Непоколебимым изваянием высился сидевший напротив человек.
– Не уполномочен отвечать на такие вопросы, – всё тем же доверительным тоном произнёс Морандюк. – Проще говоря, ответа на них я не знаю. Я действую в рамках данного мне поручения.
– Ладно. В таком случае вот мой ответ. В начале сороковых, когда Молдавия стала советской и мы с Лучией Ивановной Кожухарь оказались по разную сторону «железного занавеса», она, добиваясь разрешения на выезд ко мне, из румынских Ясс в советские Пуркары, в отчаянии дала подписку о сотрудничестве работнику сигуранцы. Но за все эти годы ни о каком подобном сотрудничестве не могло быть и речи. Доступа к секретным данным у неё никогда не было, она всю жизнь работала в системе просвещения. А так как человек она талантливый и страстный, то везде трудилась с фанатической самоотдачей, не жалея себя, – в сельской школе, здесь, на кафедре молдавского языка, в Кишинёвском университете, где и выпустила под своей редакцией учебник, по которому учат детей в школах. Кстати, этот учебник, я слышал, выдвигают на республиканскую премию.

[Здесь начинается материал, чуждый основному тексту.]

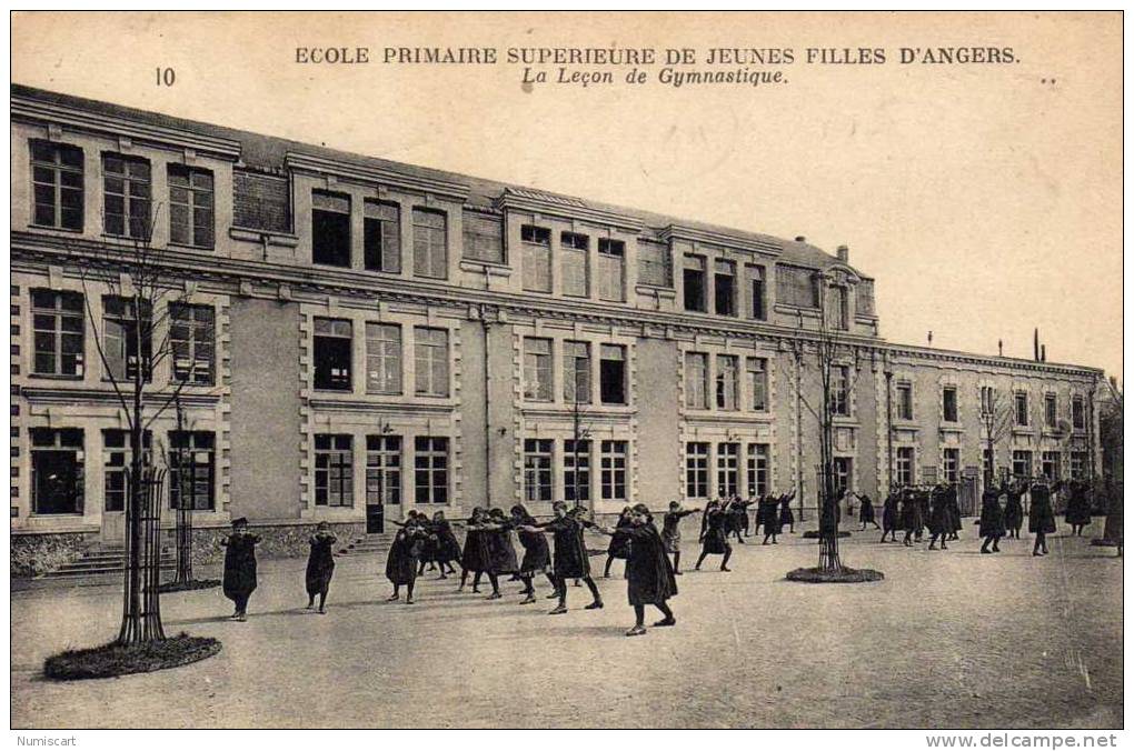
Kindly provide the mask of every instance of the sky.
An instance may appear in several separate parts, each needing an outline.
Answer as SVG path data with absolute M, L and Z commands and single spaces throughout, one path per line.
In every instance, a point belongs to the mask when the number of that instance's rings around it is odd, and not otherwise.
M 1122 16 L 1111 14 L 66 14 L 12 19 L 12 80 L 296 140 L 767 232 L 873 276 L 895 342 L 1122 379 Z M 296 48 L 370 62 L 296 62 Z M 392 65 L 386 48 L 493 48 Z M 510 48 L 652 49 L 648 82 L 524 83 Z M 659 80 L 779 71 L 760 86 Z M 711 48 L 790 50 L 712 67 Z M 833 59 L 807 63 L 807 50 Z M 900 62 L 900 49 L 921 50 Z M 1013 62 L 922 62 L 925 49 Z M 847 49 L 848 52 L 843 52 Z M 782 52 L 780 52 L 782 56 Z M 822 53 L 813 53 L 822 57 Z M 988 53 L 983 53 L 988 57 Z M 172 68 L 172 86 L 156 71 Z

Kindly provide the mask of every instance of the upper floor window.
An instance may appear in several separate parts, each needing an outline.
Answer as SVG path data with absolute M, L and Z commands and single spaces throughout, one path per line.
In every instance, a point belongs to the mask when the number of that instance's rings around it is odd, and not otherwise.
M 941 419 L 946 423 L 957 421 L 957 387 L 941 389 Z
M 736 315 L 736 264 L 718 261 L 713 264 L 713 302 L 719 316 Z
M 466 258 L 503 263 L 503 222 L 499 216 L 466 211 L 462 219 Z
M 213 247 L 213 177 L 209 170 L 169 165 L 169 241 Z
M 311 259 L 325 266 L 350 266 L 350 196 L 311 193 Z
M 685 256 L 685 267 L 682 270 L 682 283 L 685 289 L 685 309 L 697 313 L 708 312 L 705 305 L 705 259 L 704 256 Z
M 33 289 L 32 324 L 35 332 L 32 373 L 82 376 L 83 295 Z
M 414 392 L 422 396 L 449 395 L 449 332 L 414 328 Z
M 524 242 L 524 289 L 528 292 L 551 291 L 551 230 L 524 224 L 519 228 Z
M 350 391 L 349 321 L 315 318 L 315 389 Z
M 599 238 L 599 299 L 621 302 L 626 299 L 626 244 Z
M 32 223 L 83 229 L 83 150 L 32 140 Z
M 215 315 L 211 305 L 169 306 L 169 344 L 174 381 L 211 386 L 217 341 Z
M 414 275 L 447 279 L 449 233 L 445 212 L 414 208 Z
M 103 230 L 107 234 L 150 239 L 150 160 L 102 155 Z
M 578 232 L 559 236 L 559 258 L 562 267 L 562 292 L 570 297 L 591 293 L 590 254 L 591 238 Z
M 364 200 L 363 264 L 367 271 L 401 273 L 401 220 L 397 204 Z
M 150 381 L 153 365 L 153 310 L 150 302 L 142 300 L 139 306 L 134 298 L 104 297 L 102 325 L 102 347 L 110 368 L 108 375 L 115 381 L 133 381 L 141 372 L 142 377 Z

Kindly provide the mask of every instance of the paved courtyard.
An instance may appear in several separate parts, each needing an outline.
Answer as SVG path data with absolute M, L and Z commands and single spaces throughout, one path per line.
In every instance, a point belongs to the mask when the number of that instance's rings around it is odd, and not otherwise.
M 384 558 L 374 556 L 338 560 L 320 616 L 303 609 L 305 562 L 265 561 L 247 623 L 225 620 L 219 589 L 163 598 L 167 632 L 217 637 L 217 657 L 76 683 L 44 680 L 43 659 L 113 637 L 120 588 L 29 589 L 12 594 L 11 723 L 1120 727 L 1122 561 L 1090 546 L 1100 526 L 1053 538 L 1044 558 L 1029 539 L 980 555 L 967 523 L 947 553 L 855 532 L 845 562 L 886 580 L 853 586 L 785 581 L 818 557 L 798 535 L 737 546 L 733 573 L 678 580 L 677 628 L 636 639 L 623 635 L 633 615 L 620 562 L 618 578 L 600 580 L 606 609 L 581 609 L 586 590 L 573 588 L 572 612 L 551 617 L 542 598 L 518 606 L 517 583 L 486 601 L 433 574 L 416 605 L 384 603 Z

– Понятно, – кивнул Морандюк. – А не замечали ли вы такой, знаете ли, очернительской тенденции в её разговорах – с вами ли, со студентами? Ну о том, как у нас всё плохо.
– Ей некогда было вести бесполезные разговоры – во-первых, а во-вторых, что в них криминального? Девять десятых наших обывателей ведут такие разговоры.
– Но она человек авторитетный в своих кругах, её мнение может оказывать влияние на других. Вам не кажется, что её сотрудничество с враждебными нам спецслужбами могло выражаться именно в такого рода беседах? Вы ведь знаете, не обязательно быть агентом, тайно сообщающим секретные данные. Можно быть не менее эффективным
– Вот оно что, – усмехнулся Бессонов. – В таком случае записывайте имена известных мне
Нет, не улыбнулся Морандюк.
– Давайте посмотрим с другой стороны. – Он сосредоточенно шевельнул бровями. – Говорят, вам до сих пор шлют письма ваши и её выпускники, из тех, что готовили спектакли в созданном вами студенческом театре «Горизонт». Они бывали и у вас дома, то есть общались в неформальной обстановке. Не кажется ли вам, что у них в результате такого общения выработался очернительский взгляд на нашу действительность, затрудняющий их работу в сельских школах?
– А откуда вам известно, что именно они нам пишут? Вы что, читали их писания? И заодно меня решили включить в почётный список агентов влияния? Кстати говоря, у меня дома, из письменного стола, недавно пропала пачка таких, интереснейших, на мой взгляд, писем – о трудных ситуациях в общении со школьниками. Кому-то понадобилось. Уж не вашей ли службе?
– Да ну, что вы!.. Я лишь предположил… Что же касается пропажи, то, видимо, слишком много у вас студентов бывает… Не устаёте от них?
– Знаете, нет. Они словно бы подзаряжают своей молодой энергией. Хотя не все. Вот недавно был у меня автор наверняка известной вам статьи про наш «Горизонт», третьекурсник Пётр Жадан. Его присутствие как-то всех очень сковывало. Видимо, он пришёл с заранее кем-то определённой задачей – изругать наш театр. Уж не в вашем ли ведомстве его так озадачили?